AP and I headed to Escambia today to continue the streak of catching some big ones on Escambia. We hit our favorite spots as normal. Some spots where fruitful and others were dead. We managed to catch countless White Trout, a few Specks, 2 Nice Stripers, a Red Fish, and 2 Bass. Water temps were in the low 50s, it was windy and it started to rain later in the afternoon. It was a good day seeing that the weather sucked. AP caught all the big fish today, I was the net guy today--check out the photos. 

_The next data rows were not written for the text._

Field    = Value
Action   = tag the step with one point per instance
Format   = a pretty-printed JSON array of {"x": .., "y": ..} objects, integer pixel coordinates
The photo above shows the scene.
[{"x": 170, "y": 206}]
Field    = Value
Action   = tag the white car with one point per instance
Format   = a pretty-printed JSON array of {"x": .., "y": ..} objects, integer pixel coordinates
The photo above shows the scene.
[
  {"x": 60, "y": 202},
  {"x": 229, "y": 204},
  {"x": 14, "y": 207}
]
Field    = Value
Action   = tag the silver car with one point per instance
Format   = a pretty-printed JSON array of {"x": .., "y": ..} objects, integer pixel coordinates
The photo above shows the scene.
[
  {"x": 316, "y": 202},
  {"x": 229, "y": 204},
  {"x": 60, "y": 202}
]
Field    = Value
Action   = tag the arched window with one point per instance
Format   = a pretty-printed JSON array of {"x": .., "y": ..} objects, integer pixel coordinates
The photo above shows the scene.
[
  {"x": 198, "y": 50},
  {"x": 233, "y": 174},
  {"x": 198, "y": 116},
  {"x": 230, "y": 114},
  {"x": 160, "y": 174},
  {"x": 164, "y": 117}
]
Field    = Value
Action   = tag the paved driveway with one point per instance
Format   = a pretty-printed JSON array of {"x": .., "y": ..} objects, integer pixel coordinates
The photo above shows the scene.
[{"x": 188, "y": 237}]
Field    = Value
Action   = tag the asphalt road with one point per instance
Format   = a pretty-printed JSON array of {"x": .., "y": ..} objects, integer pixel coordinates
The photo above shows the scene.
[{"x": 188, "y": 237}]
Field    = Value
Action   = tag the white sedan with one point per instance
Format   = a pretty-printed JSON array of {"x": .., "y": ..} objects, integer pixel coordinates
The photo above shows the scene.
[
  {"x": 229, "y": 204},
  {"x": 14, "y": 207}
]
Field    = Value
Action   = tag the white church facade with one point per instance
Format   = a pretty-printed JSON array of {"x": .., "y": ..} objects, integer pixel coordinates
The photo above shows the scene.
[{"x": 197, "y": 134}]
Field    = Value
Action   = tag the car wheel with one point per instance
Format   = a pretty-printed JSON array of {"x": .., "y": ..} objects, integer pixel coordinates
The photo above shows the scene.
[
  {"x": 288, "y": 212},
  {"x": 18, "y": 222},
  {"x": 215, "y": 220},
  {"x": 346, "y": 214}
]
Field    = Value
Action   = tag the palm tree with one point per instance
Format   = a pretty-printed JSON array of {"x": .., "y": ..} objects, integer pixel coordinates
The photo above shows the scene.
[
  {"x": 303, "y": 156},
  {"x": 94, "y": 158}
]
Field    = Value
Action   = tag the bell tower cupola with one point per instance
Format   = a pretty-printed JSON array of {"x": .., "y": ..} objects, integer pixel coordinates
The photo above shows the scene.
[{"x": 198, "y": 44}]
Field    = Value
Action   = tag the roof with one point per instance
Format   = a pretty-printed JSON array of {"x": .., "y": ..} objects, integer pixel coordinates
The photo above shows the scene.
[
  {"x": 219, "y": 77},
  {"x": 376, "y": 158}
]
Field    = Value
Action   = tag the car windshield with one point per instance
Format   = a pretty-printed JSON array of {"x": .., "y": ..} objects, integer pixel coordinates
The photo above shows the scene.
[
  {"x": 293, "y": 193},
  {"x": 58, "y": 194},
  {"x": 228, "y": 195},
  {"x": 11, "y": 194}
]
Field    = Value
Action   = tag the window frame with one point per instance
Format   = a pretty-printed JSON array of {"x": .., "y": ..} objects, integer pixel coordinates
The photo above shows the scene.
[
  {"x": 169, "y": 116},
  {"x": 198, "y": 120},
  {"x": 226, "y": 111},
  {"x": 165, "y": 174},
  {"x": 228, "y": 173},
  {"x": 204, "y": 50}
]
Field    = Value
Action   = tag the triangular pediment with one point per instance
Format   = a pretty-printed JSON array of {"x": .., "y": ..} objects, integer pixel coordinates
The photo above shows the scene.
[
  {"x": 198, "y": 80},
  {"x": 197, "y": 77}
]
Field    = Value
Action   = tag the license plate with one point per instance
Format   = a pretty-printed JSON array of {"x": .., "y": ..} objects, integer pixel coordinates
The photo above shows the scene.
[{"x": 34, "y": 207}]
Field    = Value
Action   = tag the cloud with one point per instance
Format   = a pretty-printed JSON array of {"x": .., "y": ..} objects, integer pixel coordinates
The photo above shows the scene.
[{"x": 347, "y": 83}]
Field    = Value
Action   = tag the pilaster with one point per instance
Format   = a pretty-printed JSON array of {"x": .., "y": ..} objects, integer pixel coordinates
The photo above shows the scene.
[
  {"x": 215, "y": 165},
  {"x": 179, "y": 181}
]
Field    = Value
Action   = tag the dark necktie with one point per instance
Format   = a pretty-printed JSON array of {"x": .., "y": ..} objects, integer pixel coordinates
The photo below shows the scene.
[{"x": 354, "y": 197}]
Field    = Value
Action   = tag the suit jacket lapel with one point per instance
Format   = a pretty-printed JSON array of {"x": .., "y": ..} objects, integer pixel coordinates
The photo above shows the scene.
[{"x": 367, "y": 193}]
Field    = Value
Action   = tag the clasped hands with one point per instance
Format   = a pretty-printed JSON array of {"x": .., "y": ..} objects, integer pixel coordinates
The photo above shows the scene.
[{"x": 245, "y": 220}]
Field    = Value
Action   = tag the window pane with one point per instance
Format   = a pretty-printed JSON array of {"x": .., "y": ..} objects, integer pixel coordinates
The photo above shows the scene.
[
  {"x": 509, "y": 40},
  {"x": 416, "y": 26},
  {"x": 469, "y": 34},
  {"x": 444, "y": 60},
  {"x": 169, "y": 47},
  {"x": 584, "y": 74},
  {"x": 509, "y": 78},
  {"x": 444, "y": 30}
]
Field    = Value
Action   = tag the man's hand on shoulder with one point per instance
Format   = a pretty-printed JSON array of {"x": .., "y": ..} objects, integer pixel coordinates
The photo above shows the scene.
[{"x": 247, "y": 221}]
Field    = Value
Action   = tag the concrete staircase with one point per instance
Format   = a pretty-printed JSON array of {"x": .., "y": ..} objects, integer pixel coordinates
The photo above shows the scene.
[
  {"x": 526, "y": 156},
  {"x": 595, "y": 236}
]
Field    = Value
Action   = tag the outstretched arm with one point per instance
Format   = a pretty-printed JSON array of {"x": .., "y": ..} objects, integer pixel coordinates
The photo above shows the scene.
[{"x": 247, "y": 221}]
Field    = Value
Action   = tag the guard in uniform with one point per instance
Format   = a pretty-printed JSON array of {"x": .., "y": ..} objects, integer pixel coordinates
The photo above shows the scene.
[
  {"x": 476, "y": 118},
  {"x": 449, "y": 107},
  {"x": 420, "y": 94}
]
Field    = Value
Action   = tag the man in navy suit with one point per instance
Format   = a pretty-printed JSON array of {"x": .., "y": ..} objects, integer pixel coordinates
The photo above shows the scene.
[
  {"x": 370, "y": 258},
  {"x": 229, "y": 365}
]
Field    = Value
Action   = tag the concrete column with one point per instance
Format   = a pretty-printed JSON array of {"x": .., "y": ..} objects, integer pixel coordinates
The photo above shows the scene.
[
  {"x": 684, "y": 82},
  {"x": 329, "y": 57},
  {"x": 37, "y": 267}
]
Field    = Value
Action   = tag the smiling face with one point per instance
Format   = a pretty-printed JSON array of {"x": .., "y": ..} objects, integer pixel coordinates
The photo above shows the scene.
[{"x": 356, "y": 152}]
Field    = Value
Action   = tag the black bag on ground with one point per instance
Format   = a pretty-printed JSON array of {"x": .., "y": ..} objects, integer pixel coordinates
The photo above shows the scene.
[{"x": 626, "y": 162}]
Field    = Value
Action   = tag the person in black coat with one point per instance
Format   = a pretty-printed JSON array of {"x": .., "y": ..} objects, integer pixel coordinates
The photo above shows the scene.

NJD :notworthy::notworthy::notworthy:


----------



## wflgator (Oct 1, 2007)

Nice striper!


----------



## DAWGONIT (Jan 16, 2009)

Thanks for report, pics, & sharing NJD.

I too like being the net person on some days...helps jiggle the brain on personal techniques.

Catch 'em up.


----------



## HOOPER (Dec 19, 2011)

Great report. Did you guys get the bites on the bottom? I worked over the hot ditch in the morning, but with no results. Thanks for the info.


----------



## jcoss15 (Oct 11, 2010)

nice catch AP, have the reds been doing anything around those parts?


----------



## basnbud (Jul 20, 2011)

good job guys.


----------



## nojerseydevil (Jan 23, 2009)

HOOPER said:


> Great report. Did you guys get the bites on the bottom? I worked over the hot ditch in the morning, but with no results. Thanks for the info.



All fish caught bumping the bottom. AP would throw to a ledge and drag it off to the deep and boom. They were hard to find, but once you found them, you knew it. 

NJD


----------



## Amarillo Palmira (Jan 2, 2010)

I got one rat red on a crankbait. No real sign of any good ones.


----------



## nojerseydevil (Jan 23, 2009)

Amarillo Palmira said:


> I got one rat red on a crankbait. No real sign of any good ones.



That Red was more like a Nutria. Roll Tide...

NJD


----------